From The Desk Of Martin Carr: The Farm

Martin Carr first made a name for himself in the early ’90s as the guitarist/songwriter of the Boo Radleys, whose Everything’s Alright Forever (1992), Giant Steps (1993) and Wake Up! (1995) remain essential listening from the Britpop era. The Boos disbanded in 1999, and Carr began releasing records under the bravecaptain moniker for the better part of a decade before issuing Ye Gods (And Little Fishes) under his own name in 2009. Carr is back with third solo LP New Shapes Of Life (Tapete), a compact, sophisticated and personal pop album inspired in part by the death of David Bowie. Carr will be guest editing all week.
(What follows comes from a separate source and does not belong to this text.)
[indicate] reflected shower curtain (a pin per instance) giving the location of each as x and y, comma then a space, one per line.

Carr: The most fun I’ve ever had watching the telly. I can’t imagine life without Adventure Time. All manner of life and death, including Death, is here. It’s highly imaginative, funny, scary and always underpinned with great storytelling. I watch it with my son, who tells me everything that’s going to happen just before it does. It has at least 10 memorable catch phrases per episode; a glaring affront to anyone like me, incapable of funny accents or impressions. The one thing I can do is drop farm animals onto my kids after I have secured yet another wrestling victory, like The Farm does in “Who Would Win,” the 21st episode of the fourth season (99th episode overall) in which Finn and Jake swear revenge on a lazy, bullying giant with a floppy head and a barn wrapped around his middle. He stands there and takes on all comers, beating them up and dropping cows and shit on them afterwards. He’s a cool guy—I really like him. There’s a faraway look in his eyes, a sadness that he tries to conceal. I could change him. I know I could.